A research group from Department of Biology, University of Copenhagen has just shown that tardigrades are very vulnerable to long-term high temperature exposures. The tiny animals, in their desiccated state, are best known for their extraordinary tolerance to extreme environments.

In a study published recently in Scientific Reports, Ricardo Neves and Nadja Møbjerg and colleagues at Department of Biology, University of Copenhagen present results on the tolerance to high temperatures of a tardigrade species.

Tardigrades, commonly known as water bears or moss piglets, are microscopic invertebrates distributed worldwide in marine, freshwater and terrestrial microhabitats.

Ricardo Neves, Nadja Møbjerg and colleagues investigated the tolerance to high temperatures of Ramazzottius varieornatus, a tardigrade frequently found in transient freshwater habitats.

"The specimens used in this study were obtained from roof gutters of a house located in Nivå, Denmark. We evaluated the effect of exposures to high temperature in active and desiccated tardigrades, and we also investigated the effect of a brief acclimation period on active animals," explains postdoc Ricardo Neves.

Rather surprisingly the researchers estimated that for non-acclimated active tardigrades the median lethal temperature is 37.1°C, though a short acclimation periods leads to a small but significant increase of the median lethal temperature to 37.6°C. Interestingly, this temperature is not far from the currently measured maximum temperature in Denmark, i.e. 36.4°C. As for the desiccated specimens, the authors observed that the estimated 50% mortality temperature is 82.7°C following 1 hour exposures, though a significant decrease to 63.1°C following 24 hour exposures was registered.

The research group used logistic models to estimate the median lethal temperature (at which 50% mortality is achieved) both for active and desiccated tardigrades.

Approximately 1300 tardigrade species have been described so far. The body of these minute animals is barrel-shaped (or dorsoventrally compressed) and divided into a head and a trunk with four pairs of legs. Their body length varies between 50 micrometers and 1.2 millimeters. Apart from their impressive ability to tolerate extreme environments, tardigrades are also very interesting because of their close evolutionary relationship with arthropods (e.g., insects, crustaceans, spiders).

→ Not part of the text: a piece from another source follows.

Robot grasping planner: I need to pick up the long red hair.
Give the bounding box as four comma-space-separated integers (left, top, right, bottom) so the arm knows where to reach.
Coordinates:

As aquatic animals, tardigrades need to be surrounded in a film of water to be in their active state (i.e., feeding and reproducing). However, these critters are able to endure periods of desiccation (anhydrobiosis) by entering cryptobiosis, i.e., a reversible ametabolic state common especially among limno-terrestrial species. Succinctly, tardigrades enter the so-called "tun" state by contracting their anterior-posterior body axis, retracting their legs and rearranging the internal organs. This provides them with the capacity to tolerate severe environmental conditions including oxygen depletion (anoxybiosis), high toxicant concentrations (chemobiosis), high solute concentration (osmobiosis) and extremely low temperatures (cryobiosis).

The extraordinary tolerance of tardigrades to extreme environments includes also high temperature endurance. Some tardigrade species were reported to tolerate temperatures as high as 151°C. However, the exposure time was only of 30 minutes. Other studies on thermotolerance of desiccated (anhydrobiotic) tardigrades revealed that exposures higher than 80°C for 1 hour resulted in high mortality, with almost all specimens dying at temperatures above 103°C. It remained, yet, unknown how anhydrobiotic tardigrades handle exposures to high temperatures for long periods, i.e., exceeding 1 hour.

"From this study, we can conclude that active tardigrades are vulnerable to high temperatures, though it seems that these critters would be able to acclimatize to increasing temperatures in their natural habitat. Desiccated tardigrades are much more resilient and can endure temperatures much higher than those endured by active tardigrades. However, exposure-time is clearly a limiting factor that constrains their tolerance to high temperatures," says Ricardo Neves.